In 2015, she opened, Brewsters Craft, which provides training, quality analysis and consultant services to the South Africa brewing industry. The company’s academy is accredited by the FoodBev SETA to offer NQF3 brewing qualifications and internships; they are accredited by the Institute of Brewing and Distilling to offer training towards the General Certificate in Brewing and Diploma in Brewing. Brewsters Craft is based in Roodepoort, Johannesburg and is a 1000L contract brewing facility that offers accredited brewing training, quality testing services, and contract brewing. It is notable for being the first black female majority owned brewing company in South Africa. The first beer she brewed there was a sorghum pilsner, which had the traditional taste and feel of umqombothi, but without it being thick."

Brewsters Craft does contract manufacturing, but in 2019 launched own beer and cider brand, Tolokazi, which includes an alcohol-free beer.
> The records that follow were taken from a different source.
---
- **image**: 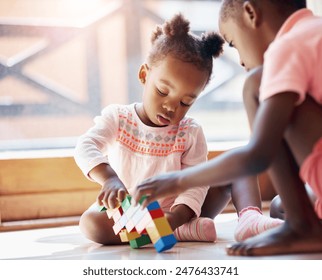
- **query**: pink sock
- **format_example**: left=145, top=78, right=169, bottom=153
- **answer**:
left=174, top=218, right=217, bottom=242
left=235, top=206, right=284, bottom=241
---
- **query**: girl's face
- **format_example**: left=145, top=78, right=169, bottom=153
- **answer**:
left=219, top=18, right=265, bottom=71
left=137, top=55, right=209, bottom=126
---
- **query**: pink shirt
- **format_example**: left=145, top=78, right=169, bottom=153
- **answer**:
left=260, top=9, right=322, bottom=105
left=75, top=104, right=209, bottom=216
Tolokazi is Nxusani-Mawela's clan name, which she says "are like family names with more significance by the Xhosa people than a surname. Tolo is the clan name and women from that clan name are called Tolokazi." Tolokazi uses indigenous African ingredients: their pilsner uses sorghum, lager and African pale ale use South African hops, rooibos in the cider, and hibiscus in the non-alcoholic beer.

Nxusani-Mawela is involved more generally with the brewing profession as well. She is the Chairperson for the Institute of Brewing and Distilling, Africa Section and Distilling and the Beer Association of South Africa. She is on the Board of Directors for both the Craft Brewers Association of South Africa and African Manufacturers Association; and was Chairperson of the Board for the Beer Association of South Africa. Further, to educate her community about traditional beer making and raise awareness about the industry, Nxusani-Mawela gives talks at high schools. Through these key roles she has been able to advance brewing qualifications, especially for black women, across the African continent.

== Women in Brewing ==
Nxusani-Mawela is passionate about providing opportunities for women brewers in a male-dominated brewing industry. Reflecting on the role of women in brewing, Nxusani-Mawela said “The biggest stereotype is that brewing and beer are only for men. I am changing this notion by employing mainly women to help introduce more women into the industry.” Traditionally, up to the 18th century, beer was brewed primarily by women. "Like in any other industry, we need equal representation of women, she said, "we all face similar challenges [in opening a brewery] like licensing and funding. But for women, it’s more challenging because there are not as many women in the industry.” In 2020, Nxusani-Mawela noted that "[o]ur struggles today are paving a path for the next generation of women in our workspace, so they do not have to go through what we went or are going through ... One day, having women in male-dominated fields will be the norm."

She organized International Women's Collaboration Brew Day events and led the brewing process for the 2019 South African Breweries “Bold Brew” (also called Brewing the Bold) beer, which was a limited edition beer designed and brewed by women and released on International Women's Day. The beer’s ingredients were selected by a poll on the South African Breweries' social media pages and made by five women in the industry. Of this beer, Pranisha Maharaj (SAB & AB InBev’s Corporate Reputation Manager), said “We wanted to make a beer that embodied the characteristics of strong, independent women."